Live updates on the economic crisis in Sri Lanka
The whereabouts of President Rajapaksa remain unclear as protesters continue to occupy his residence
Rajapaksa’s only communication outside since protesters broke into the city has been with Speaker of Parliament Mahinda Yapa Abeywardena, who announced late Saturday night that the president would step down on Wednesday.
He informed the president of this decision to resign after Abeywardena wrote to him asking for his resignation following the all-party leaders’ meeting held on Saturday evening.
The president would become the acting president in the absence of the president and prime minister. Later, an election among the deputies must take place to elect a new president. Prime Minister Wickremesinghe has also offered to resign.

The opportunity to resolve the crisis peacefully is now available: Sri Lankan army chief
Sri Lankan army chief General Shavendra Silva said an opportunity to resolve the current political crisis peacefully was now available and called for the support of the people to keep peace in the island nation, some hours after embattled President Gotabaya Rajapaksa agreed to step down.
In a brief statement, he said an opportunity has arisen to resolve the current crisis peacefully.
He called on all Sri Lankans to support the armed forces and police to ensure peace is maintained in the country, the Colombo Gazette news portal reported.

President and PM resign after tumultuous protests
Sri Lanka’s president and prime minister agreed to step down on Saturday after the country’s most chaotic day in months of political unrest, with protesters storming the homes of the two officials and torching one of the buildings in anger against the serious economic crisis of the country.
Prime Minister Ranil Wickremesinghe said he would step down once a new government was in place, and hours later the Speaker of Parliament said President Gotabaya Rajapaksa would step down on Wednesday. The pressure on both men has increased as the economic crisis has caused severe shortages of essential items, leaving people struggling to buy food, fuel and other essentials.
IMF closely monitors the situation; hopes for resolving the political crisis
The IMF said on Sunday it was closely monitoring ongoing developments in Sri Lanka and hoped the political crisis would soon be resolved to allow dialogue to resume on an IMF-backed program in the cash-strapped country.
The IMF concluded a series of political-level talks with Prime Minister Wickremesinghe, who is also finance minister, and there were still some financial issues to be resolved.
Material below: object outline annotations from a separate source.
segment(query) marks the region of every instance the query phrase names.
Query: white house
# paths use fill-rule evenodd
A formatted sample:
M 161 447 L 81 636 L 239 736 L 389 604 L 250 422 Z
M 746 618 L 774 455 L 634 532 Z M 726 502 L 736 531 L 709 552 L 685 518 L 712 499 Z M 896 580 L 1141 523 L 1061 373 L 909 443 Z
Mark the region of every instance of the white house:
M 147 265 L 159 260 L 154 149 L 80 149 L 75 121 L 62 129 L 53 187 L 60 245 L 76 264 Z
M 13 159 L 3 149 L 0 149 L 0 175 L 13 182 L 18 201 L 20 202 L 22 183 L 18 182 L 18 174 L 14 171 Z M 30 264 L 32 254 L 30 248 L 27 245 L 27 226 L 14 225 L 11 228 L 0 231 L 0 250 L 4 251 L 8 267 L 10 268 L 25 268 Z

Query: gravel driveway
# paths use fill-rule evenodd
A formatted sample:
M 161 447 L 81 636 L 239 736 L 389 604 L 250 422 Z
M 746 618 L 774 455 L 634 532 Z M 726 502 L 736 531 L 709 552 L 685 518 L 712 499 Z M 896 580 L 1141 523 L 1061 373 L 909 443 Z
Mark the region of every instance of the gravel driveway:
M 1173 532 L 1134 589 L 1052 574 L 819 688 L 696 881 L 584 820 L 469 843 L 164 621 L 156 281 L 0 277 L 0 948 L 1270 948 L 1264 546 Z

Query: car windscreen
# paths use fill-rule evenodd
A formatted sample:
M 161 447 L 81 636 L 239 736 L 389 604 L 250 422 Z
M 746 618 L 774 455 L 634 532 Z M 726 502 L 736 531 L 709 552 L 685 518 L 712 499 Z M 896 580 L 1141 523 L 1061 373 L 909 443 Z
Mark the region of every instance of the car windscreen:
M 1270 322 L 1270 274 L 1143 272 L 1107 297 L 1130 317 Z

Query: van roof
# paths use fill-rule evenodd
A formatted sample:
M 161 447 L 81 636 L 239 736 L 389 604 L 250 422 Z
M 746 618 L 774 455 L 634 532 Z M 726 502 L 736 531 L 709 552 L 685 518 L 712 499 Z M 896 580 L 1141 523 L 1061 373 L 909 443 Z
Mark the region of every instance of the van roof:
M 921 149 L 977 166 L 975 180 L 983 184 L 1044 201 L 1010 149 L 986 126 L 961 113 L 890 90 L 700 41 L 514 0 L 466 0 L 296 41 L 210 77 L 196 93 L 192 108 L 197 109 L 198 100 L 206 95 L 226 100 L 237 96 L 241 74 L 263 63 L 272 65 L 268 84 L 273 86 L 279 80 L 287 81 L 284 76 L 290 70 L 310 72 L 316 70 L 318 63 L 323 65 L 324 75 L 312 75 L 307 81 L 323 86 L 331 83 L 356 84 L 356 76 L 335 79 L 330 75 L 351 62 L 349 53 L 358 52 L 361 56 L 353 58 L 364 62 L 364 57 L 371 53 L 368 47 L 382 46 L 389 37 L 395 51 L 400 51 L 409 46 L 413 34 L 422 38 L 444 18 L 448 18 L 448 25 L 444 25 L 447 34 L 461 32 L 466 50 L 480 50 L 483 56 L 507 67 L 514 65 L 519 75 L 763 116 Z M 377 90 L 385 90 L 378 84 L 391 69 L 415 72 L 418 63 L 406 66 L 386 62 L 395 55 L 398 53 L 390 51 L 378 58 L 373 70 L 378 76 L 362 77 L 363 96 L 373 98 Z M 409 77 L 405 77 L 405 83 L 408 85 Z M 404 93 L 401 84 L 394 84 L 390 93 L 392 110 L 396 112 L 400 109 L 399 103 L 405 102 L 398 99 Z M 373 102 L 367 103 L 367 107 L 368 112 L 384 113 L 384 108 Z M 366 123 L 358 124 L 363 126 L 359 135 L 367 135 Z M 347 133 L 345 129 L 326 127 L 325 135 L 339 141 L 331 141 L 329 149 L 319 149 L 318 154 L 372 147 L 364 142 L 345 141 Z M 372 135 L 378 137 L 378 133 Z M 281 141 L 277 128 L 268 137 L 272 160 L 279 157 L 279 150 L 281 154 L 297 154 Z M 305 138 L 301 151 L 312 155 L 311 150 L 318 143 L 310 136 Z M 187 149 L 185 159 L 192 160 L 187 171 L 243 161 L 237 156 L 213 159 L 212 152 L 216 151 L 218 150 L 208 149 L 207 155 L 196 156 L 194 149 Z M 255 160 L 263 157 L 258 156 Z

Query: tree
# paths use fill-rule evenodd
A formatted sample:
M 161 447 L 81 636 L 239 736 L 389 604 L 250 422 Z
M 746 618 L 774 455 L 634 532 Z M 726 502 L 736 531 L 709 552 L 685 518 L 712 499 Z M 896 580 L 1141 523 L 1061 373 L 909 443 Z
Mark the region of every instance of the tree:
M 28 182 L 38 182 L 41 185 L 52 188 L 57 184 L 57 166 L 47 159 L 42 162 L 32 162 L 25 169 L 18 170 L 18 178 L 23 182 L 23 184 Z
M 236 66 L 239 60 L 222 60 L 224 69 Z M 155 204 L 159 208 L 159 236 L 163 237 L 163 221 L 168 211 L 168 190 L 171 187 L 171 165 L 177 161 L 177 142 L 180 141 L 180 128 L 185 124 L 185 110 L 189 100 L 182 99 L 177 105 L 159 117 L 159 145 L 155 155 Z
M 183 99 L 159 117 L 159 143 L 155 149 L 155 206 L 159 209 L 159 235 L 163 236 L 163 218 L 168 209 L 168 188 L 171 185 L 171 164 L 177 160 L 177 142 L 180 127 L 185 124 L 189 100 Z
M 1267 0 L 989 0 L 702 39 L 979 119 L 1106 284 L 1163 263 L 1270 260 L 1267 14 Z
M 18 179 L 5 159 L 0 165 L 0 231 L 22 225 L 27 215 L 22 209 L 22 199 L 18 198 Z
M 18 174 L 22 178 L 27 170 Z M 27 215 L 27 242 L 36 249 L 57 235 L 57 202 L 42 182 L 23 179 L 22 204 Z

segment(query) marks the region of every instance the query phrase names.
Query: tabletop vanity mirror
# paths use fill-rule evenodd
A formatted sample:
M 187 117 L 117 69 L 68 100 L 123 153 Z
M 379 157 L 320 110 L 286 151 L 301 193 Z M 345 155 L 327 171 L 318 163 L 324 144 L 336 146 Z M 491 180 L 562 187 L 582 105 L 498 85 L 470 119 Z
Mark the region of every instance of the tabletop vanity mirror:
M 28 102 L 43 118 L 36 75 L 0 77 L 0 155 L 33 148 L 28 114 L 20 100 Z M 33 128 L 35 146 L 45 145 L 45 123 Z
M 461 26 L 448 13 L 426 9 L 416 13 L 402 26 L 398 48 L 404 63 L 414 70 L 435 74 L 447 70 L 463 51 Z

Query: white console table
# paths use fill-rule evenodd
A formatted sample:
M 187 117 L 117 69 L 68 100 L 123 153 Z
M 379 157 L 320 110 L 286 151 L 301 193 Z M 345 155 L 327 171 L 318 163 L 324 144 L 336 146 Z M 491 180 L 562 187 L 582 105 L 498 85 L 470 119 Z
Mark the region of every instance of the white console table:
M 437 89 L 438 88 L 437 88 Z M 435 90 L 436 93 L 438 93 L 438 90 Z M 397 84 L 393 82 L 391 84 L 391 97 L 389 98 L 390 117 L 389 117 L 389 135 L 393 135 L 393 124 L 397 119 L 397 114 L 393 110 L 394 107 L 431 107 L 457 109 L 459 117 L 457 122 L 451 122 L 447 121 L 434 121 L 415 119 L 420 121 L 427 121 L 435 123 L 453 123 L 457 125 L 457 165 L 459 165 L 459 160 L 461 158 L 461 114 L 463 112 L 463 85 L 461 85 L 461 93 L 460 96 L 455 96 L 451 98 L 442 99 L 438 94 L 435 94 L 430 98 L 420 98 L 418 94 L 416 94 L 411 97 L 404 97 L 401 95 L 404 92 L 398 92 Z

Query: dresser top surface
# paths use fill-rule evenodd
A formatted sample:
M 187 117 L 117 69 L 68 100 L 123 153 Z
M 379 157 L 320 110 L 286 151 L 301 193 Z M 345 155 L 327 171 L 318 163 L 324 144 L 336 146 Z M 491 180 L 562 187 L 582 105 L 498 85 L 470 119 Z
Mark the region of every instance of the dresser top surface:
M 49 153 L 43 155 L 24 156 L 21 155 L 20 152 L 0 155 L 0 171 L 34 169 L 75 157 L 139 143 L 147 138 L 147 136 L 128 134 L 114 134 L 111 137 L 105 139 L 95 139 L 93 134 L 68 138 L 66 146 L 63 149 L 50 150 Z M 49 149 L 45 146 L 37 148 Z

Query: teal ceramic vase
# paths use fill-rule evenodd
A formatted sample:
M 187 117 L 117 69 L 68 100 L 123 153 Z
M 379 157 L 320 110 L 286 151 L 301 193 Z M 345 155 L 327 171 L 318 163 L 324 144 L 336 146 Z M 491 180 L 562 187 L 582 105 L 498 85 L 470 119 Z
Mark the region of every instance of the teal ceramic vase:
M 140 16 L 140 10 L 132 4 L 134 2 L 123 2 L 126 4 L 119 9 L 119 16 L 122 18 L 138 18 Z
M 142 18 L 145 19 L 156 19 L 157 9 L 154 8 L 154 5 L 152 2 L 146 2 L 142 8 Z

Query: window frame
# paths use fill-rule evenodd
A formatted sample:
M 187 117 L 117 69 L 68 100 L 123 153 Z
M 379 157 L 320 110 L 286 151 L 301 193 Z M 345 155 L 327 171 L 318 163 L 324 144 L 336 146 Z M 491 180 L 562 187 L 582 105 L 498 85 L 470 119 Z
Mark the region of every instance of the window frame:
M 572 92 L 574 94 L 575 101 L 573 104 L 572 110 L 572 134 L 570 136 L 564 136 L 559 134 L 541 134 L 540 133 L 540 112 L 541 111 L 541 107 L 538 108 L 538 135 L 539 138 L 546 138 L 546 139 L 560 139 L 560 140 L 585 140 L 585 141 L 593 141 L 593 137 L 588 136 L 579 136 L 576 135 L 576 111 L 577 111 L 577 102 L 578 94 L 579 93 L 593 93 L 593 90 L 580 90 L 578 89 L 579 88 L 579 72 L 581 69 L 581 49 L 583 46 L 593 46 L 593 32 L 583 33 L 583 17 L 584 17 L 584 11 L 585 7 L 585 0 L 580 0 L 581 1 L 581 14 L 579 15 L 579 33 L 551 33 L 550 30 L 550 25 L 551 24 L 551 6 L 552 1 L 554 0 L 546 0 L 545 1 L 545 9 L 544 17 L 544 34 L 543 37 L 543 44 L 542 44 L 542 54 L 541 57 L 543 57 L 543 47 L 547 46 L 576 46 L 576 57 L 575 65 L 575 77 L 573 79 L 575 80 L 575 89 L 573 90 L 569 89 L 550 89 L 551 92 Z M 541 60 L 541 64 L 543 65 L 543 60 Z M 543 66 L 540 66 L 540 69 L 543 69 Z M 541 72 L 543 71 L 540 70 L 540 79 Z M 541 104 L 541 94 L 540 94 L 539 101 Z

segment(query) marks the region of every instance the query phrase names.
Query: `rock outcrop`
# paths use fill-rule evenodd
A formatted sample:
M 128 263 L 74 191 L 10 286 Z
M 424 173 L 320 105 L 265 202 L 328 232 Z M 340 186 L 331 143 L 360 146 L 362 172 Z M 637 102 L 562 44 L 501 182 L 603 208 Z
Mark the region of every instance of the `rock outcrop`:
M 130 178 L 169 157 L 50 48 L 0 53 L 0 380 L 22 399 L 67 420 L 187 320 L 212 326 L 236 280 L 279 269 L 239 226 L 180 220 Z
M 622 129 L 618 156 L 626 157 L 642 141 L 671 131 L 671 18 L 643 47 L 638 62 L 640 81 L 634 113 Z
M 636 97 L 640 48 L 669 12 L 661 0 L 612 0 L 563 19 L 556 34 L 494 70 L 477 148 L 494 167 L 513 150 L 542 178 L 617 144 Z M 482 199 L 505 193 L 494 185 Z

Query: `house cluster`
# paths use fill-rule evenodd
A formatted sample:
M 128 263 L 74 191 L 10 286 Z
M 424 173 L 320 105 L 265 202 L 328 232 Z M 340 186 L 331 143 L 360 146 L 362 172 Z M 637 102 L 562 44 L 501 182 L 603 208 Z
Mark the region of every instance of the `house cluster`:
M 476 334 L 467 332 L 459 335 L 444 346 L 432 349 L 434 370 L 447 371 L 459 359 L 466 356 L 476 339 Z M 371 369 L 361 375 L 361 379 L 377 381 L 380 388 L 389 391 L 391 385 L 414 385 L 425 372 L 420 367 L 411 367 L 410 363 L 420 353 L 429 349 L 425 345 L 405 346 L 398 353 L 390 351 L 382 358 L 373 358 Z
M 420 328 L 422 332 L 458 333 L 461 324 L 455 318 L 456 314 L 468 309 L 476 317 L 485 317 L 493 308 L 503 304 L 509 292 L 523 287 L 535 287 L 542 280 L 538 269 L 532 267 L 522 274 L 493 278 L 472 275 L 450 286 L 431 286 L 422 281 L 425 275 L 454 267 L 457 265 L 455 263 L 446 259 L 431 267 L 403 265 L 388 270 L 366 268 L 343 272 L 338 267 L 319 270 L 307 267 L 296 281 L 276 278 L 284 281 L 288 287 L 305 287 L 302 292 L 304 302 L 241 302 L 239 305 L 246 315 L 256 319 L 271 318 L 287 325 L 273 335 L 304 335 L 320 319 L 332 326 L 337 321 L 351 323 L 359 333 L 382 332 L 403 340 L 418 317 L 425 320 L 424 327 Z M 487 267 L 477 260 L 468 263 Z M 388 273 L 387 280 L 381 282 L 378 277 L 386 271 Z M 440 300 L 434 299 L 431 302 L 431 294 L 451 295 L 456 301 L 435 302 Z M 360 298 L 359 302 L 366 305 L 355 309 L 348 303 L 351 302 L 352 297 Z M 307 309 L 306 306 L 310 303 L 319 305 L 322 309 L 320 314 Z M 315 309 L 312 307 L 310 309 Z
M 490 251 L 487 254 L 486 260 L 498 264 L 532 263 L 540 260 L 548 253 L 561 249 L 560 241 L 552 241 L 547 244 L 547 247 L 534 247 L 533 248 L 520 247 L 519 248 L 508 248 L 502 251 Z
Meanwhile, Central Bank Governor Nandalal Weerasinghe said the monetary program targets were complete.
“We are closely monitoring ongoing developments in Sri Lanka,” Peter Breuer, the IMF’s senior mission chief for Sri Lanka, and Masahiro Nozaki, the IMF’s chief mission for Sri Lanka, said in a statement on Sunday.

US urges Lankan leaders to ‘work quickly’ to deal with ‘discontent’
The United States urged Lankan leaders on Sunday to act quickly to seek long-term solutions.
As President Gotabaya Rajapaksa prepares to step down, the United States is calling on ‘the Sri Lankan parliament to approach this moment with a commitment to the betterment of the nation – not just any political party,’ said a spokesperson for the State Department as Secretary of State Antony Blinken visited Thailand.
“We urge this government or any new government chosen by the Constitution to work quickly to identify and implement solutions that will achieve long-term economic stability and address the discontent of the people of Sri Lanka with the deterioration of economic conditions, including shortages of electricity, food and fuel.”
The United States warned against attacks on protesters or journalists, but also criticized the violence on Saturday as a crowd stormed Rajapaksa’s residence.
“The people of Sri Lanka have the right to speak out peacefully, and we call for the full investigation, arrest and prosecution of anyone involved in violent incidents related to the protests,” the doorman said. -word.